Making stock was one skill I always wanted to master. The act of making stock is so fulfilling. It is the best way to get back to our primal nature of using the whole animal. I feel like I truly honor the chicken by using it in its entirely, without waste. It is also a great way to access some of the best nutrients, such as minerals and gelatin. Although there is some debate around the benefits of bone broth or stock, everyone can admit that stock can make an ordinary soup into something wholesome and nurturing, with a whole depth of delicious flavors to boot.
They key to making delicious stock is time. The carcass needs to simmer at a low temperature for as long as possible to extract the nutritious and yummy goodness. I have fond memories of my grandmother’s stockpot working away on the stove. However, having two young kids and interest in leaving the house, this method just doesn’t get the job done. The solution is the ever-useful slow cooker.
All you need is your chicken carcass, water, a tablespoon of vinegar, salt, and an assortment of veggies for added flavor. Put it all in your slow cooker and let it do the work all day. Here are some tips I use to get the most out of my stock:
- Use quality water, whatever you would drink.
- Add vegetables to enhance flavor/nutrients. Typically, I always use onion, carrots and celery. However, I also save vegetable bits, such as, broccoli stems, asparagus ends, or kale stems. It’s a great way to reduce vegetable waste and add flavor to your stock.
- If using fresh herbs, add them for the last hour of cooking, since they are more delicate.
- Leave the skin on your onions to enhance stock color. Cool trick I learned.
- The longer your stock cooks, the better. I typically start it in the morning and end it after the kids go to bed (8:00 or so).
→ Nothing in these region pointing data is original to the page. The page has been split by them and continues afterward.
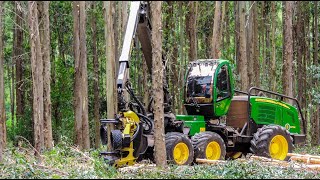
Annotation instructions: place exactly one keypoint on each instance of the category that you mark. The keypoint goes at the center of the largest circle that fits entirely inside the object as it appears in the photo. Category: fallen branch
(83, 154)
(303, 155)
(41, 156)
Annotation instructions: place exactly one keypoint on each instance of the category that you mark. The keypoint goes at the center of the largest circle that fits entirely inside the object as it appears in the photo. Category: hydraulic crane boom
(138, 24)
(134, 127)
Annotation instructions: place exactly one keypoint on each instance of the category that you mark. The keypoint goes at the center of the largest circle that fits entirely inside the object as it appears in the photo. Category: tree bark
(96, 78)
(18, 50)
(2, 101)
(242, 60)
(37, 77)
(182, 56)
(81, 78)
(273, 74)
(216, 31)
(250, 45)
(110, 66)
(157, 84)
(288, 50)
(255, 42)
(315, 115)
(191, 28)
(43, 7)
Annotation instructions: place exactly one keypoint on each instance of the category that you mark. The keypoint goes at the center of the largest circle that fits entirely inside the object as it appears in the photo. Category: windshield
(199, 86)
(199, 82)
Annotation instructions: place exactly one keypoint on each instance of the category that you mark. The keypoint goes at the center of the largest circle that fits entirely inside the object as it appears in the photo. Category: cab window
(223, 83)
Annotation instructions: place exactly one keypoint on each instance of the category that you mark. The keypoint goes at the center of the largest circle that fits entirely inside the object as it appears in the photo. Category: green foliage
(65, 161)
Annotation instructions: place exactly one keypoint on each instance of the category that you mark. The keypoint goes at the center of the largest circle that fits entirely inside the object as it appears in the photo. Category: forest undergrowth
(66, 161)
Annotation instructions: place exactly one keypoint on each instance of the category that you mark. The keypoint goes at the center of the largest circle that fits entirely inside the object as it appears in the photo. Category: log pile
(299, 161)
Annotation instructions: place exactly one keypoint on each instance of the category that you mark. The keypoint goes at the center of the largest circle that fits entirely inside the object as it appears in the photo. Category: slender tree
(81, 79)
(242, 63)
(191, 28)
(43, 8)
(157, 83)
(96, 76)
(288, 50)
(17, 57)
(315, 115)
(2, 101)
(37, 77)
(216, 31)
(110, 65)
(273, 73)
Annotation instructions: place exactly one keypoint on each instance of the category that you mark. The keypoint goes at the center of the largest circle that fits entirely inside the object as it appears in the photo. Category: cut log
(308, 160)
(314, 167)
(303, 155)
(266, 159)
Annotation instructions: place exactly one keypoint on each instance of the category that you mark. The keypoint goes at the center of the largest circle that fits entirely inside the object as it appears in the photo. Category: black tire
(201, 140)
(262, 139)
(174, 138)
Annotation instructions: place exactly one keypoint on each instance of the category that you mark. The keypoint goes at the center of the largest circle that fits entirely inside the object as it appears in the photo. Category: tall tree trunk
(174, 60)
(81, 78)
(288, 50)
(300, 49)
(249, 44)
(242, 59)
(216, 32)
(18, 50)
(315, 115)
(96, 78)
(43, 7)
(237, 35)
(182, 56)
(2, 101)
(37, 77)
(273, 74)
(157, 84)
(116, 24)
(110, 66)
(191, 28)
(255, 42)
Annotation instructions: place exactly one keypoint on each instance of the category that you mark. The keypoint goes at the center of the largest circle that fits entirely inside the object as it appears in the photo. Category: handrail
(277, 94)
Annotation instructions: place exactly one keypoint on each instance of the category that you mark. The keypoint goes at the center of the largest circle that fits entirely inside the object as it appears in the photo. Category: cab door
(222, 90)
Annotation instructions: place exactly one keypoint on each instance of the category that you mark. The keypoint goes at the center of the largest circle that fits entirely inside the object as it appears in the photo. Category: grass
(65, 161)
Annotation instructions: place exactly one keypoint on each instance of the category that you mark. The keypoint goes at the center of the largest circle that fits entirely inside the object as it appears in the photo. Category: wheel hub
(181, 153)
(213, 151)
(278, 147)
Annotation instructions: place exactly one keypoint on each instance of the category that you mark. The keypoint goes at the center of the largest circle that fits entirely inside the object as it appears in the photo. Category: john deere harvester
(217, 125)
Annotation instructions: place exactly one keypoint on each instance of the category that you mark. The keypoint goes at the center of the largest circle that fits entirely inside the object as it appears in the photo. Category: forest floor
(65, 161)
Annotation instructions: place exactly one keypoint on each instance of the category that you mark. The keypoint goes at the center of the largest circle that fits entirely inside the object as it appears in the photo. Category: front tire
(272, 141)
(179, 149)
(209, 145)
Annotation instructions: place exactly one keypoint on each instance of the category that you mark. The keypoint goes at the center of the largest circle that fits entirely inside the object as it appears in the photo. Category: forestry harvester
(218, 124)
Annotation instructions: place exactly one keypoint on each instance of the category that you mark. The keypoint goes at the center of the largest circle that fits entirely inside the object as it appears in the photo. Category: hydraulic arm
(133, 125)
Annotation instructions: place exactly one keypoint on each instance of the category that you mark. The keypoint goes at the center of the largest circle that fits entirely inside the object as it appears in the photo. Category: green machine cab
(224, 125)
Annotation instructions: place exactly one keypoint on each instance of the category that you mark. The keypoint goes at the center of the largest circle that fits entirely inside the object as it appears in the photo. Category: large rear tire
(209, 145)
(179, 149)
(272, 141)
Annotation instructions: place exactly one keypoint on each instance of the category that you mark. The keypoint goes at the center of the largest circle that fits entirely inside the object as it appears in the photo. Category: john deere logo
(287, 126)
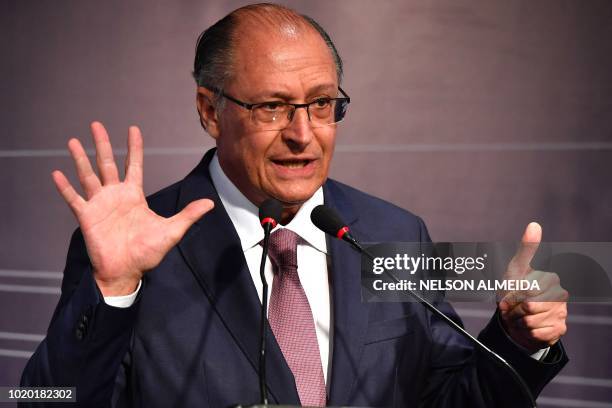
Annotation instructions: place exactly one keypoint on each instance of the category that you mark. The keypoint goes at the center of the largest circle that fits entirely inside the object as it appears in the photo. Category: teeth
(294, 165)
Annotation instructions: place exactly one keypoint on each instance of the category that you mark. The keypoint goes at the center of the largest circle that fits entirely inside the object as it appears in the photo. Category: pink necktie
(291, 320)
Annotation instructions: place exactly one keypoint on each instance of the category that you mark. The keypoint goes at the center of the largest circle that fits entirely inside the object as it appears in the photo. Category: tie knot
(283, 249)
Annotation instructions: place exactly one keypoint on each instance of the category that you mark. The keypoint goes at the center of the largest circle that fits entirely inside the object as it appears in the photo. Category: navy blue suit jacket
(191, 338)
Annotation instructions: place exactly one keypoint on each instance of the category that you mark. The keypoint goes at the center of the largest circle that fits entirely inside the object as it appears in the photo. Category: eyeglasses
(276, 115)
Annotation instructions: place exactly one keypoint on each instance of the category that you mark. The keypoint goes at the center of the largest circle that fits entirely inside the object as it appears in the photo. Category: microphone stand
(263, 391)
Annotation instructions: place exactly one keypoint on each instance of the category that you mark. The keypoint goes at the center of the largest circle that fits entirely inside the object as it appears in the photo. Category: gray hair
(212, 67)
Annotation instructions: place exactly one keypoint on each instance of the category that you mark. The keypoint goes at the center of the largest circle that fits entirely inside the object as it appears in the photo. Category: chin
(294, 197)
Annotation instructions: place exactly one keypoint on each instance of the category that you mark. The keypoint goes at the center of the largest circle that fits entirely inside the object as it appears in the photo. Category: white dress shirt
(311, 253)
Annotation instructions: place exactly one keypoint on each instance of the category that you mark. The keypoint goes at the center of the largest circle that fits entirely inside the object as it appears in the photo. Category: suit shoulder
(375, 208)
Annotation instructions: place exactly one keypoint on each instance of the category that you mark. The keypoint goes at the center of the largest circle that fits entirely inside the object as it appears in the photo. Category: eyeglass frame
(296, 106)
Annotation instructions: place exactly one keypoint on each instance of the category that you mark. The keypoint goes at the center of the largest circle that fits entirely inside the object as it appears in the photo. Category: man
(160, 298)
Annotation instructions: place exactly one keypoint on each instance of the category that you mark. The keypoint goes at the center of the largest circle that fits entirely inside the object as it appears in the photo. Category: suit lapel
(350, 315)
(212, 250)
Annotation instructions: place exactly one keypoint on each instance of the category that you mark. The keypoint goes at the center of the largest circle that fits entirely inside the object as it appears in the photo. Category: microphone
(269, 215)
(327, 220)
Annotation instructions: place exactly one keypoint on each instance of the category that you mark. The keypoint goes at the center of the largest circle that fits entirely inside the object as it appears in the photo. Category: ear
(207, 111)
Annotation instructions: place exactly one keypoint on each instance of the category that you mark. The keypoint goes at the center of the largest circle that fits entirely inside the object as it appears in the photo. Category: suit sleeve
(462, 375)
(86, 340)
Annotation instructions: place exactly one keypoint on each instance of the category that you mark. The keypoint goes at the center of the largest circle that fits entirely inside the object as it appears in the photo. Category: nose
(299, 132)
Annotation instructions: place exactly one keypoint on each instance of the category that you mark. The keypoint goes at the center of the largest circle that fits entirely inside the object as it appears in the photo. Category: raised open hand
(124, 238)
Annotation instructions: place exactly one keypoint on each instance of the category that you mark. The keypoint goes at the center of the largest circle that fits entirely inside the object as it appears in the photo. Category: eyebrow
(286, 97)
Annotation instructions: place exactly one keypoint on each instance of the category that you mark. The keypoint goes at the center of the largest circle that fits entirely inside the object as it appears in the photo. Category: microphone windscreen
(326, 219)
(271, 208)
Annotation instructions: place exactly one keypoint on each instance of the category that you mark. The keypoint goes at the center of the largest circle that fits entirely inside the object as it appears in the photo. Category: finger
(104, 155)
(180, 223)
(528, 308)
(520, 264)
(553, 295)
(549, 335)
(549, 290)
(72, 198)
(88, 178)
(537, 321)
(134, 161)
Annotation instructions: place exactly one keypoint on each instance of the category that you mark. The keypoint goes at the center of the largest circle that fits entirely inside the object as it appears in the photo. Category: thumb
(180, 223)
(520, 264)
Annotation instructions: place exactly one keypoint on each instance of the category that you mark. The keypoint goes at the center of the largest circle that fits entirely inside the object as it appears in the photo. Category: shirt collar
(244, 214)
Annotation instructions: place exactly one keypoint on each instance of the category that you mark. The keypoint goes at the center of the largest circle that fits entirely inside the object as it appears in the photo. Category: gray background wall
(480, 116)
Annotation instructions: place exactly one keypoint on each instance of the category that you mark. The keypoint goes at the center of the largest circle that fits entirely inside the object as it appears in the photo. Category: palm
(124, 237)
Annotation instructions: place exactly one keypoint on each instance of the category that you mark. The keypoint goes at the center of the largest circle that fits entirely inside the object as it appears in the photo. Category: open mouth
(292, 164)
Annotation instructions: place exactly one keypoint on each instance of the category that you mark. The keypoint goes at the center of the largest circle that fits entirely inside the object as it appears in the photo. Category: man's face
(289, 164)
You can also have it go overnight.
- Freeze your finished stock in 1 or 2 cup increments for later use.
- If you have a chicken carcass but you aren’t ready to make stock, freeze it. When you are ready, just pop it into the slow cooker. No need to defrost beforehand.
Getting into the habit of making stock, is a great way to enhance your recipes and feel good about the way you make the most of food. The slow cooker makes this daunting endeavor, easy and doable in our busy lives. It requires a little effort, but the reward is worth every drop. Enjoy!
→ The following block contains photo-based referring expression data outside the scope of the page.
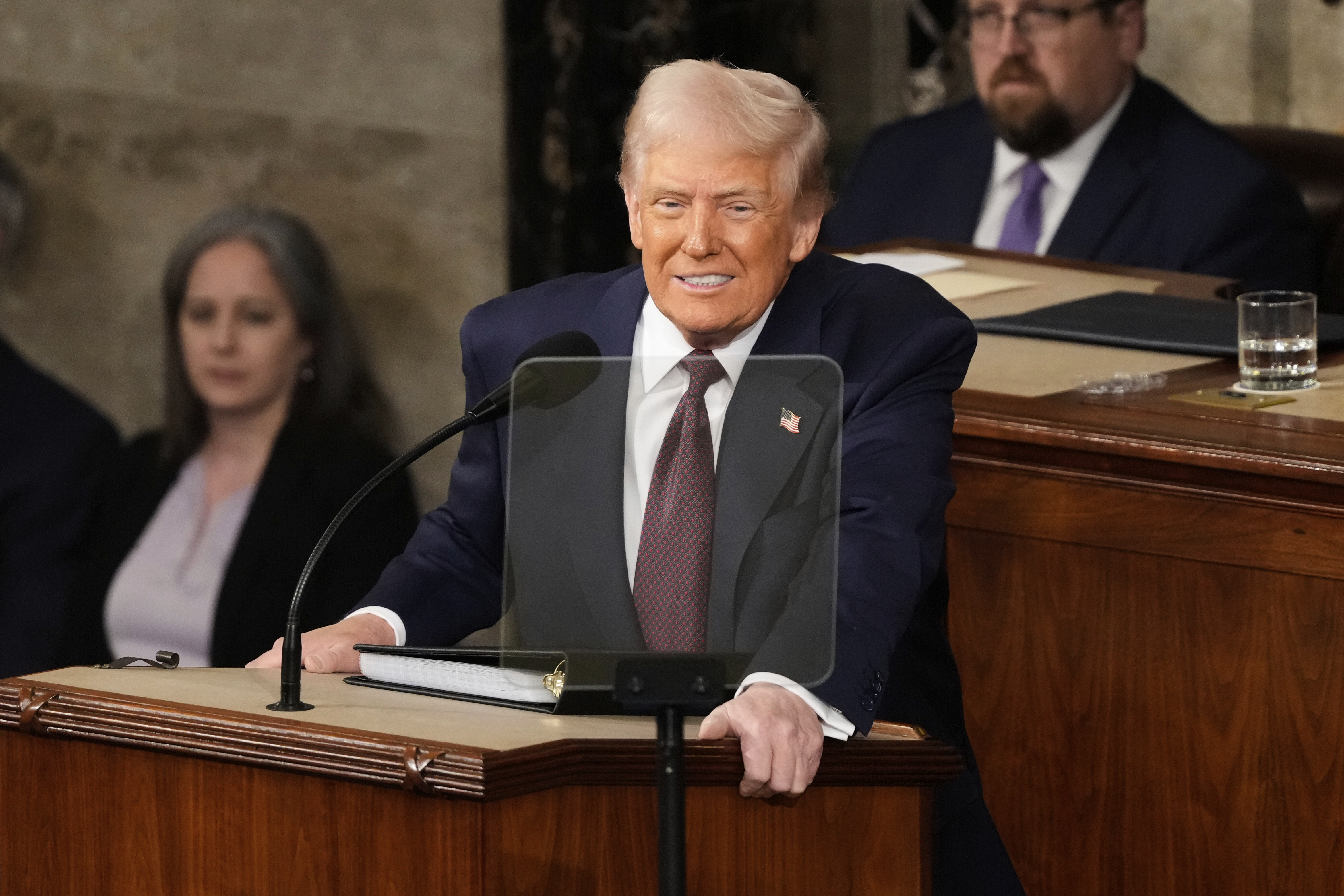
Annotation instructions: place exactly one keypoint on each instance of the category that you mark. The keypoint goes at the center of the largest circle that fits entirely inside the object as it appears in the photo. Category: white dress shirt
(656, 387)
(166, 591)
(1065, 172)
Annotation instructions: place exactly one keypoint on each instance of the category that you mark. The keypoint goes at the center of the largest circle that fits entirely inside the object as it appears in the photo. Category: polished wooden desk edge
(1151, 428)
(1173, 283)
(433, 769)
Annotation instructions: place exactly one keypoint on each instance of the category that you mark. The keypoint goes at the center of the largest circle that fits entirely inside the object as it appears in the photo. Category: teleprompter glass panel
(738, 557)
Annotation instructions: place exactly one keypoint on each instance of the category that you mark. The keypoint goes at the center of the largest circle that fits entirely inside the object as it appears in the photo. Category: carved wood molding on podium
(436, 769)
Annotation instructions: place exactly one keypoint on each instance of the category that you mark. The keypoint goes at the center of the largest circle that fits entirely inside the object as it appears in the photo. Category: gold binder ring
(556, 682)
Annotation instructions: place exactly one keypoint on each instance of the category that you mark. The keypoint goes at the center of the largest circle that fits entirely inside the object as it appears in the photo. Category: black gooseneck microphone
(543, 387)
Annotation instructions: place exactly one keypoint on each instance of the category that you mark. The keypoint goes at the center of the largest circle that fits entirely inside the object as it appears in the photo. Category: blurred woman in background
(272, 424)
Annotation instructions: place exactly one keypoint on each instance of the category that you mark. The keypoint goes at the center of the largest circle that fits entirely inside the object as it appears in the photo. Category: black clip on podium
(670, 688)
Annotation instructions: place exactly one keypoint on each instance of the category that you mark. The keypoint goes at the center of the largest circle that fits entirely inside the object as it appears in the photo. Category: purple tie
(677, 543)
(1022, 226)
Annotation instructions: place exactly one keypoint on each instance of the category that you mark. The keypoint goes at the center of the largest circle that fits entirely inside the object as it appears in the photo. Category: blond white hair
(757, 112)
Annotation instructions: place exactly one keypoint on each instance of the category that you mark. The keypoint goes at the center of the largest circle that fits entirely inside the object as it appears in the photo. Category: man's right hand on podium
(332, 648)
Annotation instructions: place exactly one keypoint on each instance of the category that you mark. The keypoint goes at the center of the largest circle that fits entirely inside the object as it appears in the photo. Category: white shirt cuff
(834, 725)
(390, 618)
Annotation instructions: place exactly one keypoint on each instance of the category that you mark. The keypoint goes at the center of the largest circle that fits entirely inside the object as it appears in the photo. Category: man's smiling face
(720, 237)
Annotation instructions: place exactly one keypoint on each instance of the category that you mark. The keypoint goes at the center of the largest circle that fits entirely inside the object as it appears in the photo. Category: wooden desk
(151, 782)
(1148, 613)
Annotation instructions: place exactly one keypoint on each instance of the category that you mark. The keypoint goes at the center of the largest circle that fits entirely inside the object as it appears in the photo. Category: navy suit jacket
(902, 350)
(54, 451)
(1167, 190)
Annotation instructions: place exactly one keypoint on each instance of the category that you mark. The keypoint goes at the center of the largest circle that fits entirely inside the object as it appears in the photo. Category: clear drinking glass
(1276, 340)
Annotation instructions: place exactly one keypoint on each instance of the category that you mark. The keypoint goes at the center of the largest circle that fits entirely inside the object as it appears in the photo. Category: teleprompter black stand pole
(671, 687)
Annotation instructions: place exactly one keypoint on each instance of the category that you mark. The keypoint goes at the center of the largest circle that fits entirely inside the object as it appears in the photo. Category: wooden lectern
(146, 782)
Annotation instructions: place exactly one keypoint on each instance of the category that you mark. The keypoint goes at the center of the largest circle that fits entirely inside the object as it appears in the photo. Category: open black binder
(589, 675)
(1155, 323)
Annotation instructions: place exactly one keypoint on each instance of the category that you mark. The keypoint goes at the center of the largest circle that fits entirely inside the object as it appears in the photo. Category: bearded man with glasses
(1069, 151)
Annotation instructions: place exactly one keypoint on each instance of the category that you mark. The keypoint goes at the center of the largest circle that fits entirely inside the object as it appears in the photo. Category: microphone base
(283, 707)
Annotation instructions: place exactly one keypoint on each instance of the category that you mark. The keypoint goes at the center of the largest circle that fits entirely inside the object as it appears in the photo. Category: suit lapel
(590, 468)
(1113, 181)
(756, 453)
(612, 322)
(589, 461)
(955, 213)
(276, 491)
(756, 459)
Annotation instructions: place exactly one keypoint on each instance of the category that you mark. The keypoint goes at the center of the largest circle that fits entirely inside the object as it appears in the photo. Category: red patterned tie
(673, 569)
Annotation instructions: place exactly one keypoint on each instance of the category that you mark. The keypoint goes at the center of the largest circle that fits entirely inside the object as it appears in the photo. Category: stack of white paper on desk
(943, 273)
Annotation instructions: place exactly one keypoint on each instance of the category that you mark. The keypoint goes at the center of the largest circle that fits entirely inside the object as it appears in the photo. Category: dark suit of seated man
(54, 449)
(725, 187)
(1069, 151)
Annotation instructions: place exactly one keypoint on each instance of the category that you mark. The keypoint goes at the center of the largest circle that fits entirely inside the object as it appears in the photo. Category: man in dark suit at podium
(1069, 151)
(725, 187)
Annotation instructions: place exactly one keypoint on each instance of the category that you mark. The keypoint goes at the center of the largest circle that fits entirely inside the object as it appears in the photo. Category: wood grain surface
(1148, 614)
(1152, 725)
(285, 743)
(82, 817)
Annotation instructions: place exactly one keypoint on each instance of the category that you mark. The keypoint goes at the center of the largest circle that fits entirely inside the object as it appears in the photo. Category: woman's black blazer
(311, 475)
- 1-2 chicken carcasses (bones with skin, extra fat removed)
- 1 Tbsp apple cider vinegar
- Enough water to submerge chicken
- 2 tsp salt
- Assorted vegetables (carrots, celery, onion, broccoli/kale/asparagus stems, herbs)
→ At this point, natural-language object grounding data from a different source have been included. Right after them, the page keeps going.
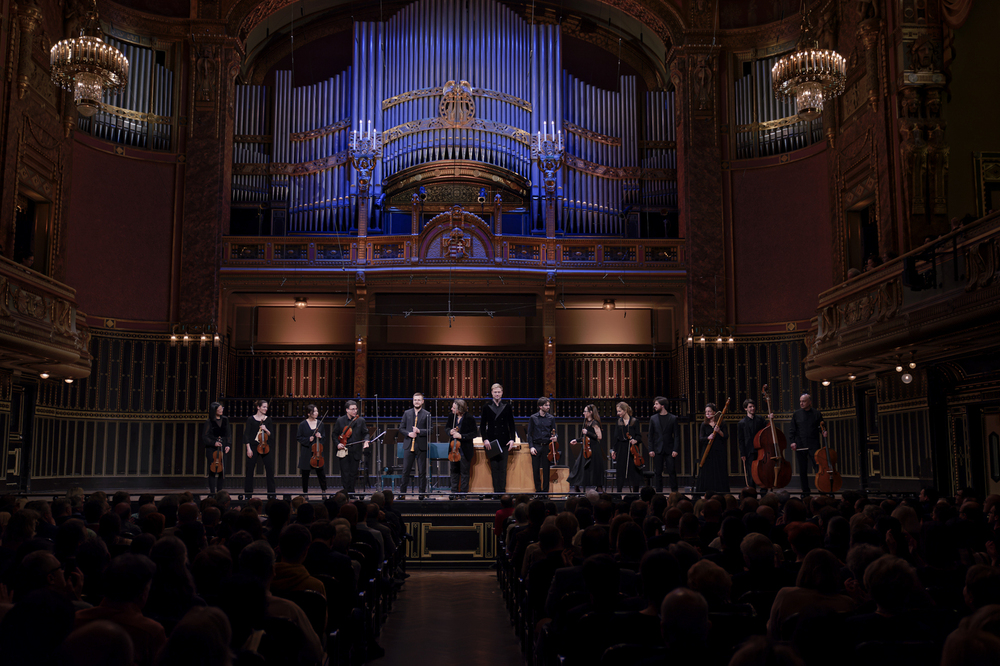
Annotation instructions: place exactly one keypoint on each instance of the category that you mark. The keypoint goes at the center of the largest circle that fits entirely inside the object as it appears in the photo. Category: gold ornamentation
(439, 90)
(292, 169)
(593, 136)
(414, 126)
(320, 132)
(618, 173)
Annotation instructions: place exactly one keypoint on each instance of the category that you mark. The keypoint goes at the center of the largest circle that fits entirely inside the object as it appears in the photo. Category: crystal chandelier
(88, 66)
(811, 75)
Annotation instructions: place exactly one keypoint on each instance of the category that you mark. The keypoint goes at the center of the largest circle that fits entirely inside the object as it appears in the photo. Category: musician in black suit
(350, 453)
(415, 426)
(496, 425)
(461, 426)
(664, 444)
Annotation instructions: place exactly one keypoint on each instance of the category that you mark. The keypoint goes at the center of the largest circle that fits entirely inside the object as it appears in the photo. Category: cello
(719, 416)
(770, 469)
(827, 478)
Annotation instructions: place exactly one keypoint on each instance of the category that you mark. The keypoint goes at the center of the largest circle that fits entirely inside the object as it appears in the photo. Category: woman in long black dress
(712, 477)
(309, 431)
(589, 471)
(215, 437)
(628, 434)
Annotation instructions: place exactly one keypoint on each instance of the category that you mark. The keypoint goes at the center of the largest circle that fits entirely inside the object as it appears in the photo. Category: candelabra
(547, 149)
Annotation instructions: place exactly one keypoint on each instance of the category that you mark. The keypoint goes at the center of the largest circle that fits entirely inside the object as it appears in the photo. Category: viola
(718, 424)
(770, 469)
(216, 466)
(827, 478)
(262, 438)
(317, 461)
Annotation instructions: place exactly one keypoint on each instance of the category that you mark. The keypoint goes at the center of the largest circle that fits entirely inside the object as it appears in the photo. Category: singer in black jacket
(496, 425)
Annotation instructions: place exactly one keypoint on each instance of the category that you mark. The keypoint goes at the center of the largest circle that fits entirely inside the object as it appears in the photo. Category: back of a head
(127, 576)
(294, 543)
(684, 621)
(820, 571)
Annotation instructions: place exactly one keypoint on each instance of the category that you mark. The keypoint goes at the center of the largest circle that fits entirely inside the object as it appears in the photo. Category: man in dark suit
(415, 426)
(496, 425)
(664, 443)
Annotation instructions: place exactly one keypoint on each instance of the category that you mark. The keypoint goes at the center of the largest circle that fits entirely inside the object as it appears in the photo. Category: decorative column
(366, 150)
(29, 18)
(547, 149)
(208, 164)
- Add all ingredients to a slow cooker, except for any fresh herbs if using.
- Set slow cooker on high (4 hour) and cook for 2 hours.
- Reduce slow cooker to lowest setting (10 hour) and cook for as long as possible, 8 hours minimum is ideal.
- Stop the slow cooker and allow to cool down for a half hour to one hour. I usually remove the whole ceramic bowl containing the stock to expedite cooling.
- Set up a mesh strainer over a large bowl. Pour stock through strainer to remove chicken bones and veggies.
- Allow stock to cool and refrigerate overnight.
- Remove stock from refrigerator and skim any fat off the top. The stock should be gelatinous, like a bowl of jell-o.
- Use within a few days or freeze for later use.